BTC Struggles to Break 100K as Market Dominance Declines Amid ETH’s Rising Short-Term Call Demand

According to the latest analysis from QCP published on November 25th, the cryptocurrency market has experienced a significant downturn, with liquidations exceeding $1 billion in Bitcoin (BTC) and Ethereum (ETH) positions across major exchanges. Despite this setback, both BTC and ETH are maintaining trading levels above crucial support thresholds, specifically at $95,000 for Bitcoin and $3,200 for Ethereum.

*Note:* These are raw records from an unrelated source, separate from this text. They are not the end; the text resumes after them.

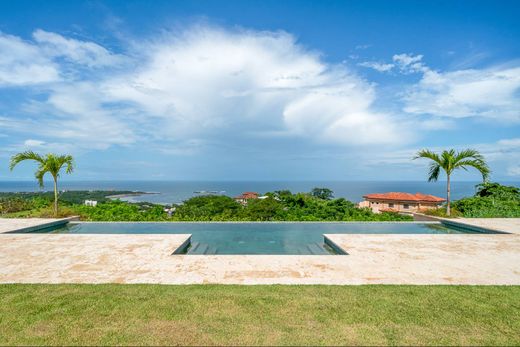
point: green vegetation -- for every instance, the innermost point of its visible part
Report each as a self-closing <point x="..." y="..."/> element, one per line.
<point x="258" y="315"/>
<point x="279" y="206"/>
<point x="491" y="200"/>
<point x="51" y="163"/>
<point x="449" y="161"/>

The market displayed a brief rebound over the weekend, yet volatility remains elevated as investors look towards potential sideways consolidation for BTC until December.

Current assessments indicate that the risk reversal for ETH still strongly favors short-term call options, whereas the bullish sentiment for BTC is largely expected to rise post December 27, 2024. This optimism is tied to anticipated pro-crypto policies from former President Trump, projected to influence the market in the coming year. Notably, with BTC continuously facing resistance around $100,000, there appears to be a migration of capital towards ETH and alternative cryptocurrencies, evidenced by BTC’s market dominance slipping from 62% to 59% recently.

While the community observes considerable inflows into spot ETFs, the persistent sell wall at $100,000 is hindering BTC’s upward momentum. This situation underscores a critical period for investors as the market navigates shifting dynamics and grasps opportunities across various digital assets.